The best response to Powell’s statement is so far, so good. The chart above shows the Fed’s balance sheet since the statement in October 2012.
The Fed successfully stopped buying treasuries and mortgage backed securities. Since the Fed stopped its QE, there was massive buying by the ECB. We’ll see in 2018 and 2019 when the ECB tapers its program if the ECB masked the Fed’s end of QE or if the markets were able to absorb the shock without risk to financial conditions, the economy, and the stock market. As you can see from the chart below, the Fed has barely shrunk the size of the balance sheet 2 months into the policy.
The Fed accelerated the speed of the unwind to $20 billion per month starting in January just as the ECB lowered its bond buying from €60 billion per month to €30 billion per month. Even with this unwind and tapering, the S&P 500 started the year with 6 straight records. It looks like the risks Powell worried about haven’t come true, yet.
The Fed Encourages Risk?!?
The final quote is what stirs those who are worried about the ramifications of low interest rates and QE. Powell says,
“I think we are actually at a point of encouraging risk-taking, and that should give us pause. Investors really do understand now that we will be there to prevent serious losses. It is not that it is easy for them to make money but that they have every incentive to take more risk, and they are doing so. Meanwhile, we look like we are blowing a fixed-income duration bubble right across the credit spectrum that will result in big losses when rates come up down the road. You can almost say that that is our strategy.”
The S&P 500 has had a record streak without a 3% selloff and has had a record streak of positive total monthly returns (14). This makes some investors worry if there’s an endless put in the market created by the Fed which eliminates selloffs. The reason this is worrisome is because the more unhinged valuations become, the further stocks can fall. It’s easy to see a Fed chair like Powell pulling the plug on the idea that the Fed will help the stock market if anything goes wrong. That’s far from the ideal scenario for investors with heavy portfolio weightings in equities who’ve relied on the Fed to protect them until now.

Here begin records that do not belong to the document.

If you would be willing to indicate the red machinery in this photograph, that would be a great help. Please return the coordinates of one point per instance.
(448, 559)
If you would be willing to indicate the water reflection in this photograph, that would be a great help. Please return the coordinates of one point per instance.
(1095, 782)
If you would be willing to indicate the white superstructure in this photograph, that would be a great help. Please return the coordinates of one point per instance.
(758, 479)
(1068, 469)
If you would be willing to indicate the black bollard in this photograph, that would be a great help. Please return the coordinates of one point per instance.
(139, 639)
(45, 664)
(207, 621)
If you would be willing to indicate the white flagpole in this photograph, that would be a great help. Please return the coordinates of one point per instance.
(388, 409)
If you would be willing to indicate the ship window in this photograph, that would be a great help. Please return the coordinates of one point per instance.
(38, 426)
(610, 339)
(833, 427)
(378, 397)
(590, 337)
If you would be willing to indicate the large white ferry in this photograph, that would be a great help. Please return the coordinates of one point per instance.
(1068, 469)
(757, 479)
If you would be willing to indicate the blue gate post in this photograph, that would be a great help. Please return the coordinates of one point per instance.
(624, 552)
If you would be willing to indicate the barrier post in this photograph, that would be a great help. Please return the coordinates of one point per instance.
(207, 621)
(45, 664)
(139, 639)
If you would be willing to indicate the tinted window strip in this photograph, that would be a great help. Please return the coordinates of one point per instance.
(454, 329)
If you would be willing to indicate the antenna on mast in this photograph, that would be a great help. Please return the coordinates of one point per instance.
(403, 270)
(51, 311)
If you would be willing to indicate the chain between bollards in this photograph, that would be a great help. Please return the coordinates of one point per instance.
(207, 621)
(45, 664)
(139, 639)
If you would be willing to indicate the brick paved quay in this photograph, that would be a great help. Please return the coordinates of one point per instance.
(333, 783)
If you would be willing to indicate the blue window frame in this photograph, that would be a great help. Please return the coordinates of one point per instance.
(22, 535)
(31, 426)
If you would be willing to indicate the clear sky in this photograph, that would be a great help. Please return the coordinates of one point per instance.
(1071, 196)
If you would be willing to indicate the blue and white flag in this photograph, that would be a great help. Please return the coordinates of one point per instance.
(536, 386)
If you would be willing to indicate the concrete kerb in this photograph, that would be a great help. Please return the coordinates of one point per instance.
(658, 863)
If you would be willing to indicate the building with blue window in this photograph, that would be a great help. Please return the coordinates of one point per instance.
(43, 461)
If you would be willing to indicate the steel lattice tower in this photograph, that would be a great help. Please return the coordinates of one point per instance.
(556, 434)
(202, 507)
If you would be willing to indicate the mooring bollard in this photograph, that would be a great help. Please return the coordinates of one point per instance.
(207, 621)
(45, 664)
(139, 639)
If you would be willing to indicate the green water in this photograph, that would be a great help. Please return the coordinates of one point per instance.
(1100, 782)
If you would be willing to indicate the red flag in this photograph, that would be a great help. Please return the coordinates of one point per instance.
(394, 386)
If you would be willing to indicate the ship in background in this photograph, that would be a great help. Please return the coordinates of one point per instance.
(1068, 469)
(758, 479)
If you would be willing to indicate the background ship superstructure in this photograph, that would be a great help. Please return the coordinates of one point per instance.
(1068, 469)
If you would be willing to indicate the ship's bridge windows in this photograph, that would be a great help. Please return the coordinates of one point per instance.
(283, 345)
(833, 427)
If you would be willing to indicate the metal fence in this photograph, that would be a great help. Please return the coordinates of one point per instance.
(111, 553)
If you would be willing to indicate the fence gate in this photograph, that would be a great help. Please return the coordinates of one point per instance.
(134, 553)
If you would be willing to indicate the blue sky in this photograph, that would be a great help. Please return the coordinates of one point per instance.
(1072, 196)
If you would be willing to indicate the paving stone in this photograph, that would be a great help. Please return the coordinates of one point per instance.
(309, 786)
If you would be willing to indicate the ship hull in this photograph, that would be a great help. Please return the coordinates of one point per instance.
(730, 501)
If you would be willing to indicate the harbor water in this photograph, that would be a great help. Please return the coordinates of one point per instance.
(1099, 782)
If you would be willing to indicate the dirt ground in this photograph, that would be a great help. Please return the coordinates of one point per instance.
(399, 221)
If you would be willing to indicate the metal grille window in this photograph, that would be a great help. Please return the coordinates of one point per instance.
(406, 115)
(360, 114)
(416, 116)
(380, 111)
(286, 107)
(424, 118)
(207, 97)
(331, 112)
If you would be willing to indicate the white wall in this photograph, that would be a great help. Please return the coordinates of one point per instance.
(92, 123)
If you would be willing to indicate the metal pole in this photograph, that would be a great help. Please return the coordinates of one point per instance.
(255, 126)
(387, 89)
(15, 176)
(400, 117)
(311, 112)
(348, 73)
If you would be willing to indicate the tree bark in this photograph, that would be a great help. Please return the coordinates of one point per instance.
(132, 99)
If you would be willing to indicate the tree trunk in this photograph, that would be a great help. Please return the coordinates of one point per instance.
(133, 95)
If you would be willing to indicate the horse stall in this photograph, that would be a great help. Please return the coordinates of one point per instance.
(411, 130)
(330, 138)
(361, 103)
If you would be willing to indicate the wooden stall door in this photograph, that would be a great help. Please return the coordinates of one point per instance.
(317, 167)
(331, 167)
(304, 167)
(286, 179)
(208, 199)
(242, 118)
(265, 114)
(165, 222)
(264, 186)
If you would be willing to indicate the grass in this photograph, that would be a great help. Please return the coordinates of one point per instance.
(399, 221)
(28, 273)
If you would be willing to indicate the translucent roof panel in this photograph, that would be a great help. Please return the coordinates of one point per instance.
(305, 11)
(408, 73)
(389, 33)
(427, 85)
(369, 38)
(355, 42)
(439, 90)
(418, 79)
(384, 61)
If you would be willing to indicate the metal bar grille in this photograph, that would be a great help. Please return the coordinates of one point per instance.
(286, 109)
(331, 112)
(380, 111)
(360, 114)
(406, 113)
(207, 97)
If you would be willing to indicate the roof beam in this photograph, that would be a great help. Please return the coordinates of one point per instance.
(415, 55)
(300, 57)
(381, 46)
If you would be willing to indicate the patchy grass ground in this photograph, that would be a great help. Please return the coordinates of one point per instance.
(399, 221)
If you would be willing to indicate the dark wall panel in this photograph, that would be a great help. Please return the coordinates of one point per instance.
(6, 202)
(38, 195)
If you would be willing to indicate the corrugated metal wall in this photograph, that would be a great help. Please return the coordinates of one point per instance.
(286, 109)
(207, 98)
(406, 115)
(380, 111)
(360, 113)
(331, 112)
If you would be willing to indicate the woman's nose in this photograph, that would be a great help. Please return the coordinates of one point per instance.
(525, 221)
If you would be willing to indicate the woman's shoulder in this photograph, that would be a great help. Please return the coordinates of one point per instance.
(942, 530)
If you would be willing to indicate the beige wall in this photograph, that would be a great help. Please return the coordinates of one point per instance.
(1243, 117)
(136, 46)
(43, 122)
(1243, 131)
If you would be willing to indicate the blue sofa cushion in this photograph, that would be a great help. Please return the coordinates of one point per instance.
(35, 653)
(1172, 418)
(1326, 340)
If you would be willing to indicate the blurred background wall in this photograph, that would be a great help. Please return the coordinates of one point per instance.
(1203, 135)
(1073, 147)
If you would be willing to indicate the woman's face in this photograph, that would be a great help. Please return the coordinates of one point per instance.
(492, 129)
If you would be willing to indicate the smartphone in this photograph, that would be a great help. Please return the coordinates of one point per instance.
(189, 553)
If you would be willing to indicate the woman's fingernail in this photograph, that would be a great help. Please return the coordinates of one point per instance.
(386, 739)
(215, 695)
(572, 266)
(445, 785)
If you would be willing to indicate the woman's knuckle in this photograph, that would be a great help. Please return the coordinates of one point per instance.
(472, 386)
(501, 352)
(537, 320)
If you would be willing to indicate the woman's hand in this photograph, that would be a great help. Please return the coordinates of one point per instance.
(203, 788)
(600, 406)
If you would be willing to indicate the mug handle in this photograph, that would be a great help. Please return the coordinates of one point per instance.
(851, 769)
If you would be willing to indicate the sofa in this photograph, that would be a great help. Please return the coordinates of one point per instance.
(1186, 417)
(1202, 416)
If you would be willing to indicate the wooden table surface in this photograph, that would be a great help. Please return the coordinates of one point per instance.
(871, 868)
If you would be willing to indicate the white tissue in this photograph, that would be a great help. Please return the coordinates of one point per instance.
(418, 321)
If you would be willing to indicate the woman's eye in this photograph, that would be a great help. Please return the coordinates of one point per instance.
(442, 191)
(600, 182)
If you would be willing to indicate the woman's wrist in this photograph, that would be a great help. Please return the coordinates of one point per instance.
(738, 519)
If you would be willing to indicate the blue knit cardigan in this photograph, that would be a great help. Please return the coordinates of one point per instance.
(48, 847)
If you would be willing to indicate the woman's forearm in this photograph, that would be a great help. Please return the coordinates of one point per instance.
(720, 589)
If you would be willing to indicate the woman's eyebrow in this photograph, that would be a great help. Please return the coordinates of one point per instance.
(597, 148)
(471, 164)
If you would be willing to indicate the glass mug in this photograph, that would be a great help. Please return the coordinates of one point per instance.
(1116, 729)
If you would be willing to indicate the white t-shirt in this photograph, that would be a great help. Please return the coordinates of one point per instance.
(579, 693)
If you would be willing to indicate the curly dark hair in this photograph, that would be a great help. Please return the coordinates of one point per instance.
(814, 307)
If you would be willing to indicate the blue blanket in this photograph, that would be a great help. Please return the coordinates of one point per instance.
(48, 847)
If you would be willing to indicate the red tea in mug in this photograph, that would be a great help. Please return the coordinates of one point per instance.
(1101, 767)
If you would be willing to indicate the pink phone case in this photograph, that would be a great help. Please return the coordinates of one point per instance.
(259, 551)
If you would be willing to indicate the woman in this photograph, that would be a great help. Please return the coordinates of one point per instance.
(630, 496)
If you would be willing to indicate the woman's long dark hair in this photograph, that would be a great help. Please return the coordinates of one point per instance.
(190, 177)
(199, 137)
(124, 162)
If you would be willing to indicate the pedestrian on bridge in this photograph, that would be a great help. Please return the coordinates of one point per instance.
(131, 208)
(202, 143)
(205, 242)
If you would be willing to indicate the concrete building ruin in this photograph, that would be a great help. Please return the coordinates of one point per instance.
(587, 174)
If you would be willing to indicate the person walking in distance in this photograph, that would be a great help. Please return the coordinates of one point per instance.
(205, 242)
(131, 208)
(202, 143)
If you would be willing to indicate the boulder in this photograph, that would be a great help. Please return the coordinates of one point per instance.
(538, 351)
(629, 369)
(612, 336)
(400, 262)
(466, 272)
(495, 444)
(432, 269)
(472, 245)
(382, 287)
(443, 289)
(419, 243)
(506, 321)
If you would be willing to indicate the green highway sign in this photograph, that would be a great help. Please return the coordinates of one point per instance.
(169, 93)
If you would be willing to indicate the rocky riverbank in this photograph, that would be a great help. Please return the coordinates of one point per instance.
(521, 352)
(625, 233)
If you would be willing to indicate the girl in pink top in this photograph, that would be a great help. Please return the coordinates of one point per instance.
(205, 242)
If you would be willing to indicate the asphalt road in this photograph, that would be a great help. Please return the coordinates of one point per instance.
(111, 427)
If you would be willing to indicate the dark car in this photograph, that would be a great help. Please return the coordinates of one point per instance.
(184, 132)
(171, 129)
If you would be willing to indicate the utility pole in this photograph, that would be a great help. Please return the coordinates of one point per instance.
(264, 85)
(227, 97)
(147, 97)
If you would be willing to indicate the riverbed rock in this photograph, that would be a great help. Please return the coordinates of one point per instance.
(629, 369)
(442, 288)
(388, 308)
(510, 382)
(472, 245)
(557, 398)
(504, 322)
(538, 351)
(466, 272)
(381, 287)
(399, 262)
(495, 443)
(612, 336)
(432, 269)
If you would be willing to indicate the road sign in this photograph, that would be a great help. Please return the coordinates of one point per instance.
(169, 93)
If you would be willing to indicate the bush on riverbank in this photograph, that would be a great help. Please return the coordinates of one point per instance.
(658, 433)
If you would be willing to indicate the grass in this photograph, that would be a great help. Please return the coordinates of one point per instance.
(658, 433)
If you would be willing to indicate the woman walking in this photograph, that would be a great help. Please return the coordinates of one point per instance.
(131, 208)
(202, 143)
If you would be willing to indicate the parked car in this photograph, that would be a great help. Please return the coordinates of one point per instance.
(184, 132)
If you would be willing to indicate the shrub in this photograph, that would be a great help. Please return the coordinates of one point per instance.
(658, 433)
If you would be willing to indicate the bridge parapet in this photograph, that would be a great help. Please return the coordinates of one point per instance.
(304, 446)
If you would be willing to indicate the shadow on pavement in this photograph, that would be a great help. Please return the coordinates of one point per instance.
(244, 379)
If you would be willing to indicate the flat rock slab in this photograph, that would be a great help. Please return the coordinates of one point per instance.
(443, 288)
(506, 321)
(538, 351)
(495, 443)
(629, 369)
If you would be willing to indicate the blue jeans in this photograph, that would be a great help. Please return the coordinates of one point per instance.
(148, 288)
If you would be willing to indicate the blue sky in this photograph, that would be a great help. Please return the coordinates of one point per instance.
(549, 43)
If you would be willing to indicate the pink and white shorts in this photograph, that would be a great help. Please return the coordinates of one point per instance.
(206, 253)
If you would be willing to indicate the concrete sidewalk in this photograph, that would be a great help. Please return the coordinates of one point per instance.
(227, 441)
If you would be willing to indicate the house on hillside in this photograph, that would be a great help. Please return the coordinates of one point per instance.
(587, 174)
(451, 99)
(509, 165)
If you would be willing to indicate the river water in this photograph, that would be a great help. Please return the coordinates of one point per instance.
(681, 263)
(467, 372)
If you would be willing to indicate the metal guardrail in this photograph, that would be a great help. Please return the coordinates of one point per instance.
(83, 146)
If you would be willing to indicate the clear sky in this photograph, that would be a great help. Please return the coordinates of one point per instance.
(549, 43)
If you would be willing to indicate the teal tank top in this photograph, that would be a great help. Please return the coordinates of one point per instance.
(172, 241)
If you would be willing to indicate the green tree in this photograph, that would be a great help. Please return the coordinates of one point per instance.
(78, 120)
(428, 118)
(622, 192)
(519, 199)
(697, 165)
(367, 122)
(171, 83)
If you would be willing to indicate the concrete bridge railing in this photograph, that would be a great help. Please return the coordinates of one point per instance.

On the bright side, Powell’s worry that ending the QE program would cause problems was unfounded as there hasn’t been any systemic risk as stocks have rallied and the economy is fine. The unwind is going well, but we’re only in the 1st or 2nd inning of it. The fact that Powell is afraid the market is being supported by the Fed is very worrisome because he might try to go out of his way to prick the bubble if stocks have a great 2018. There aren’t any great solutions to stopping bubbles; the best policy is to avoid creating them in the first place.